Gdyby przepusty były zrobione...

W opinii naszego rozmówcy głównym problemem był potok płynący przez Jurków, który nie był odpowiednio zabezpieczony przez Państwowe Gospodarstwo Wodne Wody Polskie:

– W zarządzie Polskich Wód kilkakrotnie prosiliśmy o podniesienie i uzupełnienie wałów, likwidację zarośli w korycie. Gdyby nasze prośby spełniono, nie byłoby takich strat, bo przez Zelinę cały Jurków, całe centrum, różnego rodzaju instytucje i firmy zostały zalane. Stało się to tylko i wyłącznie przez to, że koryto nie było w stanie pomieścić mas wody, które były blokowane przez zadrzewienia.

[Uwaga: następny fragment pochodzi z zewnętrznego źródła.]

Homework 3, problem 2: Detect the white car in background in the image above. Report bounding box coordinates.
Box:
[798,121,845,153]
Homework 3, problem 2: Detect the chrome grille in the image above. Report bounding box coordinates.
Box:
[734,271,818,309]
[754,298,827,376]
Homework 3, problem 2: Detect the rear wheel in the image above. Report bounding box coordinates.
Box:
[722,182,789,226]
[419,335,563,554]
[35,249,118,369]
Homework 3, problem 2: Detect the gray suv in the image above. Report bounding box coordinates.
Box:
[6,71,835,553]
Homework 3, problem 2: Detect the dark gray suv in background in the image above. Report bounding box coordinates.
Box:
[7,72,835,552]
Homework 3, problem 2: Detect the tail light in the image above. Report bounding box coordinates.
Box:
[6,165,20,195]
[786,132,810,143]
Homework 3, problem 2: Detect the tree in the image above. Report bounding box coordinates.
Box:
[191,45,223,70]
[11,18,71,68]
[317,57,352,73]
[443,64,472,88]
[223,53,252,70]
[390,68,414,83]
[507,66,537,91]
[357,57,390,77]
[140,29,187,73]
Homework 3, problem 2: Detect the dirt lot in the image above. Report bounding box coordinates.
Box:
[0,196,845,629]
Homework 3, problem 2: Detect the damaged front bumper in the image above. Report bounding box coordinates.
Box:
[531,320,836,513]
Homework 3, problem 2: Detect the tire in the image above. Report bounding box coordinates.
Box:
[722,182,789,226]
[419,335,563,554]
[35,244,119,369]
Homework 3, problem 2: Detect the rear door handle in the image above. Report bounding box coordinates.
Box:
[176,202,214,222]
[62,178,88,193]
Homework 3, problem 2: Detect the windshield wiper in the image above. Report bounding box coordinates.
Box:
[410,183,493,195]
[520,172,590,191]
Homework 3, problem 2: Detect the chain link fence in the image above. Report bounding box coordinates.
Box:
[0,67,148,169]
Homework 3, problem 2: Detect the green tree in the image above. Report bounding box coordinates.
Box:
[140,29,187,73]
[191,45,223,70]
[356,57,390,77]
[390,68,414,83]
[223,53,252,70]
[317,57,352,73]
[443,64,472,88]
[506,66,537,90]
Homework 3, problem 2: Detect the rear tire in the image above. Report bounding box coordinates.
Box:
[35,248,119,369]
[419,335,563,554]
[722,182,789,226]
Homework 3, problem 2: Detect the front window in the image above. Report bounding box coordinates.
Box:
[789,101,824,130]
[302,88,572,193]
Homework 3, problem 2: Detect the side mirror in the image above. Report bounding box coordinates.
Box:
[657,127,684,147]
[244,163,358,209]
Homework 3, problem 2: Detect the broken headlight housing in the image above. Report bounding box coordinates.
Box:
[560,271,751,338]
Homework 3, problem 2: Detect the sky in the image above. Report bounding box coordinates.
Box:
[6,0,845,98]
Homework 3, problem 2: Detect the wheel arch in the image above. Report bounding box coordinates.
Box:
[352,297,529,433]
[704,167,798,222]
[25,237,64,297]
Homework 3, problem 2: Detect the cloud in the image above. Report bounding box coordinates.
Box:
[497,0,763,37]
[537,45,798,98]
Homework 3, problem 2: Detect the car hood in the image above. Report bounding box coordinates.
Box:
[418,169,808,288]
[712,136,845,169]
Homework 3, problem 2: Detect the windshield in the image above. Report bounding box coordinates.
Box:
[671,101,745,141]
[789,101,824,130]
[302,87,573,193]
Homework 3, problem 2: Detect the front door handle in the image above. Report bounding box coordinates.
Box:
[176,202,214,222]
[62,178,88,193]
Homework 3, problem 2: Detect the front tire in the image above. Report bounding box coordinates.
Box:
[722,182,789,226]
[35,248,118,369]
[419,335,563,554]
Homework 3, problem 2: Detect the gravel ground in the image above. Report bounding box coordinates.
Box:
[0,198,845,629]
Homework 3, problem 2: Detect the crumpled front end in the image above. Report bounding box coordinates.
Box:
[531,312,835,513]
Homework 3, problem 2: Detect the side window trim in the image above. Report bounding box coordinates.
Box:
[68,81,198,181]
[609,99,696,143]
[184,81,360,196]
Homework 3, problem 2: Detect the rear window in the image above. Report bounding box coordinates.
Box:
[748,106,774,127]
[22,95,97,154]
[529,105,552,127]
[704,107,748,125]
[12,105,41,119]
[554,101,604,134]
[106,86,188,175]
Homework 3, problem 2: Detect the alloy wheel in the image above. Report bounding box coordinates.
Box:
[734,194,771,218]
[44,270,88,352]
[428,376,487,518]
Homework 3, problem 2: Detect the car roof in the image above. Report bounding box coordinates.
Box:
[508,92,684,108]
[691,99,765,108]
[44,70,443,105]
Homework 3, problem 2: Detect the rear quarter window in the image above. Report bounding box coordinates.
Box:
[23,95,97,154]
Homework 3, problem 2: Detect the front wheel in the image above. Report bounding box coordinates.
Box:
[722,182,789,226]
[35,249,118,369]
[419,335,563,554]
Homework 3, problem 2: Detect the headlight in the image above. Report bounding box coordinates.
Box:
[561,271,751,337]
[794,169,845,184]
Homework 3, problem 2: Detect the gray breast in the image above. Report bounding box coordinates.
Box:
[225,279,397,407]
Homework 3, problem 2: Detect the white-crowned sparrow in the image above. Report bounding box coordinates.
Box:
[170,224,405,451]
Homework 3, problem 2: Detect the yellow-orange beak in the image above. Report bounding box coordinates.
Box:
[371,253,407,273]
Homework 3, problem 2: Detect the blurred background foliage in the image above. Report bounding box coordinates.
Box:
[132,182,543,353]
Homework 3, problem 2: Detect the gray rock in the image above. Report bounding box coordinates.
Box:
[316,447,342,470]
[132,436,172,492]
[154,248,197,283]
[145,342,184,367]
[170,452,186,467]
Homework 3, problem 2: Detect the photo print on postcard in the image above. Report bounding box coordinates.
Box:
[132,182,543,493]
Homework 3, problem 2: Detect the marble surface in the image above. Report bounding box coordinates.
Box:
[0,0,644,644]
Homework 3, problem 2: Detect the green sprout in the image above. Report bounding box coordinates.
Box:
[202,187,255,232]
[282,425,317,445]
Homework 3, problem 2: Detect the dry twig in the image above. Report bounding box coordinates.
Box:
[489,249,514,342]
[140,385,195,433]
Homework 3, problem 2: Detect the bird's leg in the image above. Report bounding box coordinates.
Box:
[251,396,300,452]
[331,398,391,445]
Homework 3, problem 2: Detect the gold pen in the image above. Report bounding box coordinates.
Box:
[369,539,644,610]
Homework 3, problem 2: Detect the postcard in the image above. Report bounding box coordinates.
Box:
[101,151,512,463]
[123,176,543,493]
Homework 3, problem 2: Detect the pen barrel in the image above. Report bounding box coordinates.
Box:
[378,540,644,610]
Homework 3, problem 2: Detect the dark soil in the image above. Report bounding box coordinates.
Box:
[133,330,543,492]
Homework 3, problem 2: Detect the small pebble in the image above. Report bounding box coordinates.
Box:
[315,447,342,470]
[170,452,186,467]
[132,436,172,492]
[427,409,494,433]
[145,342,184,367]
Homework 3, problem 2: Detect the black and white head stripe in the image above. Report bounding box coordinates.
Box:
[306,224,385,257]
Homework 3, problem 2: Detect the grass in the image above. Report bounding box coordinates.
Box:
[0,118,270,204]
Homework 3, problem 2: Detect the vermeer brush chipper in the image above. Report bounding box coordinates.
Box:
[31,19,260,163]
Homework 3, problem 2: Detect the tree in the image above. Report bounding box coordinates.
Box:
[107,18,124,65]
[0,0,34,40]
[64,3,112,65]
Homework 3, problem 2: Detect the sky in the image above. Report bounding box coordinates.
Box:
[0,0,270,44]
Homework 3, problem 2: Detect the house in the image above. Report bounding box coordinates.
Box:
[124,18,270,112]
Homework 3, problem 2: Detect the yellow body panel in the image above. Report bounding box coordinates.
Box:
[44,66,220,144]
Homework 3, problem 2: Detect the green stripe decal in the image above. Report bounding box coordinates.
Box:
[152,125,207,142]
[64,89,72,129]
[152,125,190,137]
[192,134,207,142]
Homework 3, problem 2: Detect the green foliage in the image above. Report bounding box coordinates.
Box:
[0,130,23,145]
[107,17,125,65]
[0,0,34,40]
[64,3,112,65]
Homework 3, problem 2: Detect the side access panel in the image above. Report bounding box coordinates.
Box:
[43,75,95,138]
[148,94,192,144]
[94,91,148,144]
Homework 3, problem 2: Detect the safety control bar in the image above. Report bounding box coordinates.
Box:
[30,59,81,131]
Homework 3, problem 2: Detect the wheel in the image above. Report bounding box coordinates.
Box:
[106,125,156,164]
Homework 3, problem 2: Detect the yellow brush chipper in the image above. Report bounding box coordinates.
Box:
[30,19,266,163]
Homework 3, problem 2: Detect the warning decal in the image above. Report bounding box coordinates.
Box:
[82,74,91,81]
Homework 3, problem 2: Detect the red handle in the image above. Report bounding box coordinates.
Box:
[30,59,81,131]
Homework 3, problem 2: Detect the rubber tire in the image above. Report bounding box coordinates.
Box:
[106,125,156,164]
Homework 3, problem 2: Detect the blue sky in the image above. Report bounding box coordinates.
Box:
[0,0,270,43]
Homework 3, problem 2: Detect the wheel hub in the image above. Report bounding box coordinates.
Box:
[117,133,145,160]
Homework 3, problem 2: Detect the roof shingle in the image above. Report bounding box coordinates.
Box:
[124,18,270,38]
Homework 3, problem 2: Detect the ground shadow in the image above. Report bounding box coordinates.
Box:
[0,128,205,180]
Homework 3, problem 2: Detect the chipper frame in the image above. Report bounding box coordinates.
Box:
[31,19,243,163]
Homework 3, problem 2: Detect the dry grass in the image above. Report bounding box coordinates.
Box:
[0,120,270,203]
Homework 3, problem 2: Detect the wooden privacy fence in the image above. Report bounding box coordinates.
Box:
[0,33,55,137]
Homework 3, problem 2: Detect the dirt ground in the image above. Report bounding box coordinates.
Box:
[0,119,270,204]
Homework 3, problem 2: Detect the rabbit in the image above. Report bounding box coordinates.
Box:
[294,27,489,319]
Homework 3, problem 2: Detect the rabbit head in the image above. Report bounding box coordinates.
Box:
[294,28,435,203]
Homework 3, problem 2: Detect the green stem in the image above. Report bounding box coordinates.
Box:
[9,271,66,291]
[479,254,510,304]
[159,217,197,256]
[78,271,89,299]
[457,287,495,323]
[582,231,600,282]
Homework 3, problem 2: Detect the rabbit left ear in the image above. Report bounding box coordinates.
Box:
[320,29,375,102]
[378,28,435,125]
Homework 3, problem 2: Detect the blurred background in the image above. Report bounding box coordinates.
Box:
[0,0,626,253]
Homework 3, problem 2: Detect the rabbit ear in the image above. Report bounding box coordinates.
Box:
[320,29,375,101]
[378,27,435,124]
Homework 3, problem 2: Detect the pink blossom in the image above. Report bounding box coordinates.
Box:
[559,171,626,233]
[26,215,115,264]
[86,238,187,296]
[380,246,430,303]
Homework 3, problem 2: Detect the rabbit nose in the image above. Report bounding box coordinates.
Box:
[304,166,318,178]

Gdyby przepusty były zrobione jak trzeba, to nie byłoby takich problemów.

Burmistrz poproszony o oszacowanie strat powiedział, że na chwilę obecną nie jest to jeszcze możliwe:

– Komisje w tej chwili wyszły w teren i trwa liczenie strat. W mieniu komunalnym są one poważne, jeśli chodzi o budynki i drogi. Wiadomo już, że będziemy musieli poddać remontowi przepompownię. Obliczanie szkód potrwa, ponieważ będą wyceniane szkody rolnicze a to są setki hektarów. Czy i jak roślinność zniosła ulewy będzie wiadomo w najbliższych dniach.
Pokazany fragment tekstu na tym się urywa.